At the beginning of the year we only had one infrastructure supplier on the books. They provide a VMware hosted cloud in which we had built the first iterations of the Tax Platform. We had developed an active/passive failover capacity in their second data centre to provide us with some geographical resilience but this was only akin to carrying a spare tyre; it takes about 20 minutes to change, it’s embarrassing when you get a flat and your passengers/customers still get annoyed with you while they wait. We started looking at new designs and suppliers which we hoped would give us a level of reliability able to cope with full data centre failures without the customer even noticing.
We had several objectives. Firstly to add a second, identical and active side to the Tax Platform. By actively running traffic through both sides we’d know that at a point in time both are healthy and able to receive traffic. With this model, if one does fail and you have to route traffic away to the healthy side the change is only significant in terms of volume for the surviving side. By forcing you to keep both sides healthy and always ready for traffic you have a better chance of keeping the stack running during failure than if you were to run an active/passive arrangement where sudden introduction of traffic to a cold stack is inevitably more risky.
Secondly, we wanted to have our new side in a different geographical location. This ensures that we are not susceptible to scenarios affecting one datacentre, a power cut being the typical example (inevitably it’s something less exciting but equally as annoying).
Our third objective was to remove our reliance on any one supplier or technology. Working in an industry where innovation moves faster than any other this is really important. Using new suppliers with different underlying cloud technologies gives us the best chance of future-proofing our investment.
Using a second supplier also comes with the advantage that they will use different partners. Having, for example, different hardware, DDOS protection, and Internet service providers all mean that you are less likely to discover you have a single point of failure that is duplicated in both data centres. You are also less likely to be suddenly left open to a security vulnerability found in your cloud provider’s technology stack, as you can simply move live traffic away until they can patch.
With these objectives in mind we set about procuring our new supplier. This wasn't just about finding the right product and supplier, but building in our stringent security and data sovereignty requirements from the start - something which comes hand in hand with handling the whole population's tax data. Throughout the year we ran small discoveries with a number of suppliers from GCloud and it was not until October that we started working with a second supplier who provide a secure, UK based OpenStack cloud. By December we had built out a new performance testing environment with silos in both suppliers. Testing went well so in January we progressed the new design into production starting with 100% through the tried and tested original supplier. Once in this position we gradually increased the proportion of traffic to our second supplier while we carefully watched the logs for any unusual activity. Everything looked healthy so on the evening of the 26th we ramped up to 100% and for the first time since the platform went live had no traffic running through our first supplier.
For us this not only makes us more resilient but puts us in a much more versatile position. Depending on the advances in VMware and OpenStack we can move down either route or both in the coming years. We can also avoid downtime by upgrading one silo at a time while its partner deals with the traffic.

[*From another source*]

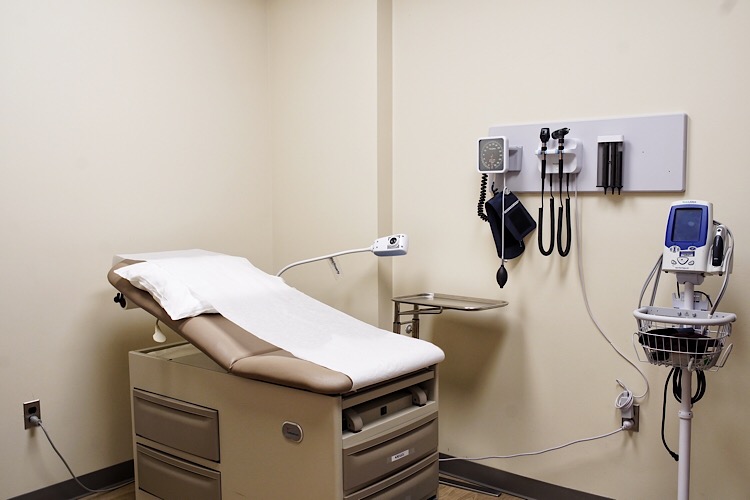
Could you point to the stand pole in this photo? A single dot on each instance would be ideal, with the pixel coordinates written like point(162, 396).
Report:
point(685, 413)
point(686, 416)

Looking ahead we want to expand from an active-active model to a multi-active model. By bringing on a third supplier we can actually reduce our infrastructure footprint. For example, currently we run 2N with N being the amount of infrastructure needed to deal with 100% of our traffic. If one datacentre fails we know we still have 1N and therefore are resilient. By bringing on a third supplier we can run at 1.5N, with each supplier providing a third of the required infrastructure assuming that two suppliers don’t fail at the same time. This also gives us the same technological and commercial advantages described above.
This blog has tried to concentrate on the broader concepts of the work we have performed to make the Tax Platform multi-active. We plan to publish a more technical blog which will go into more detail around the changes we had to make to components of the Tax Platform, how we are organising routing, replicating data and much more.